Ho contato quattro volte, ho sentito quattro volte alla radio dire: ci aspettano tempi duri. Ci aspettano tempi duri. Ci aspettano tempi duri. Ci aspettano tempi duri. L’ho sentito ripetere quattro volte in meno di due minuti. Ehi, mi sono detta, ma non sarà che mi aspettano tempi duri? Ma quindi quella volta che furono davvero duri, non conta? O siccome non erano tempi duri da ripetere quattro volte in due minuti e lo erano solo per me, non vale? Conta solo se vale per tutti? Ma tutti chi? Ah certo, l’economia, io credevo si preoccupassero del mio umore; ma erano tempi facili quindi, prima, quando le bollette non erano così care? E lo erano per chi? Per tutti?

Non devo confondere le storie personali con le tendenze economiche, certo. Non devo confondere. Ma se qualche giorno sono di buonumore lo posso dire o sono tempi duri?

In uno di questi giorni duri, da dire con il tono grave che se no si capisce che non ci credete e che per voi non sono poi tanto duri, posso dire che a me sembrano duri per quelli per cui erano duri anche prima? Posso dire che mi fa più paura la temperatura a 25 gradi a fine ottobre  di Berlusconi, Meloni e Salvini e pure sull’espressione da madonnina infilzata della Serrachiani  e  del tono serioso e preoccupato di Letta avrei molto da dire, che poi alla fine decido io e so io se e quando sono tempi duri e comunque non ci credo proprio che possono essere peggio di certi altri giorni duri che non siete neppure tenuti a sapere  come sono. Perché poi ognuno ha i suoi tempi duri.

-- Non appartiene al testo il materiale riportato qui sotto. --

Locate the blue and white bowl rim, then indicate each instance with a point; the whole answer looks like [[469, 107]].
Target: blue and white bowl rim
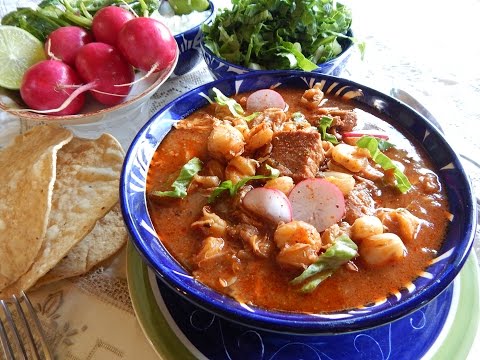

Comunque sappiate che sono tempi duri, se nessuno ve l’ha detto sarebbe ora che ve lo dica, almeno 4 volte in due minuti, se no c’è il rischio che non capiate e fate come quelli del Titanic, altra metafora da ripetere 4 volte in due minuti. Sono tempi duri is the new resilienza. L’ho già detto che sono tempi duri? Se poi avete problemi, drammi che vi affliggono, quella disperazione che vi portate dietro da sempre, quel dolore insopprimibile come il vostro conto corrente inesorabilmente in rosso, non sentitevi soli, siete al passo coi tempi, prima eravate soli, ora sono tempi duri per tutti, pare.